Another technique is to simply avoid all fragile memory locations. The undocumented opcode $80 (nop immediate) can be used to skip them. Data structures can be designed to have gaps in the critical places…. Data that cannot have gaps, i.e. graphics, is continuously restored
from safe copies elsewhere in memory.
Thus, for the first time, the VSP crash has been tamed.
His explanation then goes into greater detail about the signals that misbehave and what that means; the link above includes the full scrolltext in comments.
Can It Happen By Accident?
In order to trigger this bug, the following things must all be true:
- The VIC-II must be actively drawing.
- There is no character data left to draw (the “idle state”, where each 8-pixel value is the value of $3FFF).
- Either the vertical scroll or the graphics-enable bit have just been changed in a way that the VIC-II decides it’s time to start fetching character data.
If we make any of these conditions provably not hold, we’re safe:
- If we only mess with vertical scroll during HBLANK or VBLANK, or while the border is being drawn, we’re fine.
- If the VIC-II is in the middle of drawing a character, we’re fine.
- If the value we are scrolling to is not going to begin a character this scanline, we’re fine.
My guess is that I’ve basically listed the conditions in the order of how difficult it is to meet them; making sure that we’re only changing the scroll value while the border is being drawn would be happening as a matter of course anyway.
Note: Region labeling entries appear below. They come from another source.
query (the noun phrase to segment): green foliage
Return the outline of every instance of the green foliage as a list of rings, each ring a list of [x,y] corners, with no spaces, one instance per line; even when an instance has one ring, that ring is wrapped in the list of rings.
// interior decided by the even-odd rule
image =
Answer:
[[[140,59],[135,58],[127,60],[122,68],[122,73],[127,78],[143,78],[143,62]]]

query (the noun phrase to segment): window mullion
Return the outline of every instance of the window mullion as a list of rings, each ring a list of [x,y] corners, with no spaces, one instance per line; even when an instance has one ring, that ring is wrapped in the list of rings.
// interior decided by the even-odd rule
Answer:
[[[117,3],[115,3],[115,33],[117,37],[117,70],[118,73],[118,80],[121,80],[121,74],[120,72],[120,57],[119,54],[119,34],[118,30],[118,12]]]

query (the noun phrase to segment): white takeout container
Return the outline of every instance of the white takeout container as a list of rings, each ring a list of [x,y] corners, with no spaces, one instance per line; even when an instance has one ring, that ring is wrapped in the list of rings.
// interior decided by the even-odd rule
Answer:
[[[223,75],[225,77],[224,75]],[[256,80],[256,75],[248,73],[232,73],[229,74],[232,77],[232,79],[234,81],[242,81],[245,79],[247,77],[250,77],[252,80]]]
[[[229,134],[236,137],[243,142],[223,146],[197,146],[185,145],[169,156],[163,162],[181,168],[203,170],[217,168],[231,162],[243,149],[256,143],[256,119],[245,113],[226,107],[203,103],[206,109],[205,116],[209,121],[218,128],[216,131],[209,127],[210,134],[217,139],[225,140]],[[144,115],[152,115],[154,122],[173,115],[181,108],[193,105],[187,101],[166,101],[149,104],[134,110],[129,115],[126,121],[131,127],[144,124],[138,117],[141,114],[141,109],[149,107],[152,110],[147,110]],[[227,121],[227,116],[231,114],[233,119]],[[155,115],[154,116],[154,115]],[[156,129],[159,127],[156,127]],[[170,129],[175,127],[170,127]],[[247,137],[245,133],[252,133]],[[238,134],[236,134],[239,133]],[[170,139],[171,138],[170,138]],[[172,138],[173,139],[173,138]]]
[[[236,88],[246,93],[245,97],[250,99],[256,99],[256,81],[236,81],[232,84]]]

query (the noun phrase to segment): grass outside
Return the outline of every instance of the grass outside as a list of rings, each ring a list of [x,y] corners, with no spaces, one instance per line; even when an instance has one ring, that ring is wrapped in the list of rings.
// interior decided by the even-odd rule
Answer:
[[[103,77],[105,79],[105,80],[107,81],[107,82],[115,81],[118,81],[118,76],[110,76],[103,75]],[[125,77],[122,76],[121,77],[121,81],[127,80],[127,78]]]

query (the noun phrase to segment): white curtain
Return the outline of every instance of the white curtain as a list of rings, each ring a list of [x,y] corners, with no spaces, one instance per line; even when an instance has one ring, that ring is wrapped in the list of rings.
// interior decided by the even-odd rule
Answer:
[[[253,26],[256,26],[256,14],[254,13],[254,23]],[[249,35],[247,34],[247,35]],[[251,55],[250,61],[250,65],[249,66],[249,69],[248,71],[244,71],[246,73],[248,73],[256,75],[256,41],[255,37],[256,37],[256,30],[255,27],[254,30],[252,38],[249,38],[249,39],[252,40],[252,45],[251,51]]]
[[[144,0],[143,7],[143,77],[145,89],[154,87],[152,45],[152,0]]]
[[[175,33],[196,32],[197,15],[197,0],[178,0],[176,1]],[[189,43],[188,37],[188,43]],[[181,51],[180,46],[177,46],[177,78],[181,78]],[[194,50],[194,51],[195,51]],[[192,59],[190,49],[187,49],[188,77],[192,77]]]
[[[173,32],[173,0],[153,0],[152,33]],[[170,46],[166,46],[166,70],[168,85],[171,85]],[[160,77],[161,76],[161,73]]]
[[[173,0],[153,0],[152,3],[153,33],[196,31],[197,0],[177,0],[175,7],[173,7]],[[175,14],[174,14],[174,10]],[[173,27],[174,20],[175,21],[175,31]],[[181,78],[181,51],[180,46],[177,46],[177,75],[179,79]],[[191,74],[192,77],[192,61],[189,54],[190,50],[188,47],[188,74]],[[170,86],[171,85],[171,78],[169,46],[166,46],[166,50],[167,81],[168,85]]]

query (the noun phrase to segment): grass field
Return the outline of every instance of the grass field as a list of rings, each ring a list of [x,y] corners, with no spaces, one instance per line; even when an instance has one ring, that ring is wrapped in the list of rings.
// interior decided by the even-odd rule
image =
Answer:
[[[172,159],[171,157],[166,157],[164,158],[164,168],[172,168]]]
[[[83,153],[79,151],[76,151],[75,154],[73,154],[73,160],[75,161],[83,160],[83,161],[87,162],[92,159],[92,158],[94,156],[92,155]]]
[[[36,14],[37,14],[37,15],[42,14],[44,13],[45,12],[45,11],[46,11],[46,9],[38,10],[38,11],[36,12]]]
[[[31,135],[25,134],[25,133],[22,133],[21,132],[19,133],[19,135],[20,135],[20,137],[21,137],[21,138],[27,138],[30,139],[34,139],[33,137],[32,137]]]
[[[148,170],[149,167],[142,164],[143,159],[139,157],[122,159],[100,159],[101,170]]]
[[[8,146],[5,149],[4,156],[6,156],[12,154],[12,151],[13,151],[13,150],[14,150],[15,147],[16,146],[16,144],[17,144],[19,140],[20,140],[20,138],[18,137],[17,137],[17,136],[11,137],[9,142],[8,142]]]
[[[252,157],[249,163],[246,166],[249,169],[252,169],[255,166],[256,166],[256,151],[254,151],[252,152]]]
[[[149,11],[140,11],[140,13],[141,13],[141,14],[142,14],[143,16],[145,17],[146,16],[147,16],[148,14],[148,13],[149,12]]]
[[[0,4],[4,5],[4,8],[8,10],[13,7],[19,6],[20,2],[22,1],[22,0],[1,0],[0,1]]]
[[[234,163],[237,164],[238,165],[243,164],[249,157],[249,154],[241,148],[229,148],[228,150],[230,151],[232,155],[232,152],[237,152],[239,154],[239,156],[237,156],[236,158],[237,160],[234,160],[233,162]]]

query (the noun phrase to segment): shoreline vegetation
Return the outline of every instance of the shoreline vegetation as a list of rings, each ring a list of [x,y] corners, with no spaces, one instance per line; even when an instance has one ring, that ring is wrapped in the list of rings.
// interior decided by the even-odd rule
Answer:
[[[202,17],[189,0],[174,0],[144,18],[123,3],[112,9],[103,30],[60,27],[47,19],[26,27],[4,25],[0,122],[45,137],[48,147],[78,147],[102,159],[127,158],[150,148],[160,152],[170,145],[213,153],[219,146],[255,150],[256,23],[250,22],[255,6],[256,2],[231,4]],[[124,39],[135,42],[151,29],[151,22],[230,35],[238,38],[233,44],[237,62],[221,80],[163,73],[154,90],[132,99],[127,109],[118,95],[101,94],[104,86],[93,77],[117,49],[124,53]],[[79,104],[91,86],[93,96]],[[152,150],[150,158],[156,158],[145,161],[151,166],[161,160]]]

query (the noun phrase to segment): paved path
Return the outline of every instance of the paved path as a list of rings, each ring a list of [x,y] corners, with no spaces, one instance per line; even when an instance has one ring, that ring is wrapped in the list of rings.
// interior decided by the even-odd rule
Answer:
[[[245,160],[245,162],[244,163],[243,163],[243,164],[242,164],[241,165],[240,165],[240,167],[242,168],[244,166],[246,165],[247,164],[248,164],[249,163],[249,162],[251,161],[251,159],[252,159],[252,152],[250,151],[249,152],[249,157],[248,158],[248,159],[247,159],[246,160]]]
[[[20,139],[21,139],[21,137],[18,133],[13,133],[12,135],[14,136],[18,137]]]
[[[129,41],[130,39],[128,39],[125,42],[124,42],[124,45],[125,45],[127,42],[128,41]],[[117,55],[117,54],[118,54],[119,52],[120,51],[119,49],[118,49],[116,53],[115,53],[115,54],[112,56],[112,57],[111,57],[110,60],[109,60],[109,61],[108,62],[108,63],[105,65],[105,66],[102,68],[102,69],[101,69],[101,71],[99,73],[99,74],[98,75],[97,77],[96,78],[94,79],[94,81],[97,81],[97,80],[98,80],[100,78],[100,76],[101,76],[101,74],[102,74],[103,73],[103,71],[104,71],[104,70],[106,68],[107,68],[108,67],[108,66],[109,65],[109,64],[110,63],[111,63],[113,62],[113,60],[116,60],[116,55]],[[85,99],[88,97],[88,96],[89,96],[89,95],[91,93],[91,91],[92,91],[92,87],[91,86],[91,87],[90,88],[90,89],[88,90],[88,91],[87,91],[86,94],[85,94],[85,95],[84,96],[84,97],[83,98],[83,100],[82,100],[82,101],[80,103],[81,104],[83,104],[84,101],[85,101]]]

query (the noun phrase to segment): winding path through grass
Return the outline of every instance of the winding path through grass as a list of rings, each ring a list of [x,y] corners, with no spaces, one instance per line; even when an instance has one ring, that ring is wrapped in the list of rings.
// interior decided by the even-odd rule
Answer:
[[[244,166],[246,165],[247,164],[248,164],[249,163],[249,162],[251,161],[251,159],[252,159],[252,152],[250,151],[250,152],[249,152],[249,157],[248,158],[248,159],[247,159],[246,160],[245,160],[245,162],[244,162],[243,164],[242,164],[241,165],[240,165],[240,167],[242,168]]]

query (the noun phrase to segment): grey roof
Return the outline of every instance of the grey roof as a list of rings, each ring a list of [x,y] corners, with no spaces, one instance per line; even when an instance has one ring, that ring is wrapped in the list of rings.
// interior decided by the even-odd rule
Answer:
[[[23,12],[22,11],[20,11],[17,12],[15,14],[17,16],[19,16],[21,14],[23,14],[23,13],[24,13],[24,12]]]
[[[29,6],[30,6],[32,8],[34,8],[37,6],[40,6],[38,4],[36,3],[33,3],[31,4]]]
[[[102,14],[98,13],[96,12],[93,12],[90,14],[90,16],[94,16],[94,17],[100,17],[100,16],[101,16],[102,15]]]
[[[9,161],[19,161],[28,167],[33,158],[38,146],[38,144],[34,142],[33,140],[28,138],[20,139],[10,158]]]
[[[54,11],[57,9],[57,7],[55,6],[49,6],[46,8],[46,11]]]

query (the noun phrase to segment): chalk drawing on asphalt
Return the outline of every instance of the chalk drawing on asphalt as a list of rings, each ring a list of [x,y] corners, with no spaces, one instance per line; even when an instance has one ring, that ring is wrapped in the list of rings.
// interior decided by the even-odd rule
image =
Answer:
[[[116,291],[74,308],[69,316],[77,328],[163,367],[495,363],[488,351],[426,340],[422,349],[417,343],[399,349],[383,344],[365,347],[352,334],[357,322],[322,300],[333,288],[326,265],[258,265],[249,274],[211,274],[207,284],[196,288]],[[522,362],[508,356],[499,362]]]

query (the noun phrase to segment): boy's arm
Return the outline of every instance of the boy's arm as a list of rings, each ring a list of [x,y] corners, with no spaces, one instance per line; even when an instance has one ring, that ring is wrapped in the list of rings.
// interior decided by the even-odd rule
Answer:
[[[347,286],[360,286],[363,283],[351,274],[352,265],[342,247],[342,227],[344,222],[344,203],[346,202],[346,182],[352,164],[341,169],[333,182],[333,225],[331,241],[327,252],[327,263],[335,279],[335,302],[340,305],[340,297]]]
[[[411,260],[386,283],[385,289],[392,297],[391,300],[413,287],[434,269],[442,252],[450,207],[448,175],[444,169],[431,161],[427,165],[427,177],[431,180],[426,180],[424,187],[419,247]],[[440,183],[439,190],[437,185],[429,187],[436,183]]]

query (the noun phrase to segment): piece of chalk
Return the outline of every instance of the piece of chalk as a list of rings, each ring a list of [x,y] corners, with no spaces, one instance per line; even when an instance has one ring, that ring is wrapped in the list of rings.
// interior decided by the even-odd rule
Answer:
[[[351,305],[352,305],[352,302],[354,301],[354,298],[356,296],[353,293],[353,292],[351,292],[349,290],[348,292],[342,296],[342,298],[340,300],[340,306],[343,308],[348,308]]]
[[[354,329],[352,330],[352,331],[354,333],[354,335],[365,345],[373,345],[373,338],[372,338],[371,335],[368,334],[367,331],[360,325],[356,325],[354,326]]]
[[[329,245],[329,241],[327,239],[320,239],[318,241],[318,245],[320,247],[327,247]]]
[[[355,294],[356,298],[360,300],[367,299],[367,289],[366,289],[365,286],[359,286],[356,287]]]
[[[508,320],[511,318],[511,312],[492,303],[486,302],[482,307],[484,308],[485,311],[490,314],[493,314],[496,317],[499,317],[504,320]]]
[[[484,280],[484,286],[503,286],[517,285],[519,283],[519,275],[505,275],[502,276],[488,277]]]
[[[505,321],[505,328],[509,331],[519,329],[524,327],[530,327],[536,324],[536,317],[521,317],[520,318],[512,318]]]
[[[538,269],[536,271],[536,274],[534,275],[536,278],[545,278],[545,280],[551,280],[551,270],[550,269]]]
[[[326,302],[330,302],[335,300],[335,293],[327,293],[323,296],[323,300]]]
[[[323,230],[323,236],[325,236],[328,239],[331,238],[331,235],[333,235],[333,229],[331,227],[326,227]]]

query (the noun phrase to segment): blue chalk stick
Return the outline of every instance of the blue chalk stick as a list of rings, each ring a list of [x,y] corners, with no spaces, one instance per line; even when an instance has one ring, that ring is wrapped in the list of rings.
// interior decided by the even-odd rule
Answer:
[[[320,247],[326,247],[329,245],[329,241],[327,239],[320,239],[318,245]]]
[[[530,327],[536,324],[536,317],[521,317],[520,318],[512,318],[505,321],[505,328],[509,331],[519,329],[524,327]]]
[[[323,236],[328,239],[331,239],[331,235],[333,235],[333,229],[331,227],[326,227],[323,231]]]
The only time in normal operation the VIC-II is ever visibly idle is if you’ve decided to keep the chip in 25-row mode while adjusting vertical scroll. If you’re setting vertical scroll multiple times in a screen update, you may have a few lines of idleness in there, but under most circumstances that’s going to be as a result of the change you just made to the vertical scroll. The last requirement may be the hardest: if you’re trying to do a split-screen with one screen doing smooth vertical scrolling and the other fixed, the scanline you’d like to split on will be a badline every eighth frame. It seems like even getting an acceptably stable display may be challenging in that case.